Um detalhe que chama a atenção é, dentro dessa dualidade, a defesa do estilo de vida na comunidade como um traço de identidade, mas também a necessidade de validação de quem vem de fora para valorizar sua existência total. E, complexificando, este “senso comum” é traduzido em uma relação entre um homem preto e uma mulher branca.

“Eu moro no morro e ela na zona Sul, sou negão e a patricinha é loira de olho azul; quer sair do bairro nobre pra casar com um cara pobre – ela já tem eu de negro e quer fazer mais um” (“Patricinha do olho azul”, composição de Mag).
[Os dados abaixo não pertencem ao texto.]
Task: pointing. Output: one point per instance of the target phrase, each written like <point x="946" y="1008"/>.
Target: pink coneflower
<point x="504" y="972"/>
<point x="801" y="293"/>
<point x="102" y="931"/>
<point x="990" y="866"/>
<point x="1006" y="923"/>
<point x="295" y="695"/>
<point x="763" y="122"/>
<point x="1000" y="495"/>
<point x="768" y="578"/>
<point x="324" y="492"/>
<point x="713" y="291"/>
O fascínio pelo modelo “princesa e plebeu” é inegável. Muito comum no funk, ganha espaço no pagode. Contudo, ao aproximarmos o recorte, o encontro com percepções como autoestima, miscigenação, fetiche, masculinidade negra e solidão da mulher negra nos obrigam a ir além da batucada contando uma história de amor.

O desenho é apresentado: enquanto o valor do morro é ético-moral, o dinheiro vem de fora. O pobre não corrompido pela criminalidade conquistou ascensão pela arte; a rica vai, a partir de um desejo exótico, superar as dificuldades em nome do amor. E o local de concretização deste sentimento é o barraco, não a cobertura.
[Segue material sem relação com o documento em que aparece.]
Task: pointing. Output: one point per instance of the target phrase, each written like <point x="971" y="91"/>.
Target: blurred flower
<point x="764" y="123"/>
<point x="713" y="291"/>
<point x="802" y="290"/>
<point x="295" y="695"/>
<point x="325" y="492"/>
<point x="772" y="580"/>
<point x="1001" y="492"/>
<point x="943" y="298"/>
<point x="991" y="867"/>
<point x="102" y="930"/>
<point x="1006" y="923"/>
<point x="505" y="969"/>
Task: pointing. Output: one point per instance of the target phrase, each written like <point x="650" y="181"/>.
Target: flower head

Há alguns níveis de machismo estrutural aí também: a mulher é quem tem que abrir mão de seu “passado” para viver o amor; como, nesta construção, o homem não é quem pode prover o sustento total da casa, não será ali que habitarão; e ela é o troféu que será exibido, cobiçado e invejado na vizinhaça. No registro do preconceito, ele não é um prêmio, ela precisa se esconder.

“Há dois dias e meio ela não da notícia, do seu mundo real ela quis esquecer. A favela já, já vai lotar de polícia. Mais uma vez na vida ela só quer viver. (…) Toca o que for, que ela detona: ‘pat’ virou faveladona” (“Faveladona”, composição de Diney e Cleitinho Persona).

Aparentemente, o prazer do homem está em provar que mesmo sendo preto – não é “bonito” no senso comum dos padrões de propaganda e tevê – e pobre, consegue conquistar as mulheres que possuem acesso àqueles dotados desta beleza e de riqueza. Seu poder de sedução é mais forte que as barreiras étnico-econômicas.

A mulher negra, e nesta simbologia ela aparece como sinônimo de moradora da favela, é alguém que não desperta esse interesse e, mais ainda, critica ou busca prejudicar aquela relação. Quando se fala que “somos todos seres humanos”, não se encontram os exemplos igualitários para consolidar a tese.

Este olhar desvalorizado para os que nos cercam e a procura por alguma salvação oriunda de fora é disseminada consciente e inconscientemente. Somos ensinados a nos cobrar e renegar, sendo incrivelmente pacientes e dóceis com o restante do mundo. Caso contrário, somos apenas raivosos(as). É apenas para pensar um pouquinho.

Aqui, a favela é entendida como um lugar de pobreza e riqueza cultural, o espaço inusitado de exploração da “estrangeira” que só apaixonada vai largar tudo para vivê-la. O status que o conquistador ganha é interno; fora, ele segue sendo mais um, assim como ela. Não há encontro.

Só lembrando: a arte não está apartada da realidade em que ela é produzida. Muito pelo contrário, ela não é neutra. A construção de nossa identidade e nossa relação com nossos irmãos é sabotada desde sempre. A luta depende mais de uma conversa entre nós do que uma conversa com quem não é da “família”.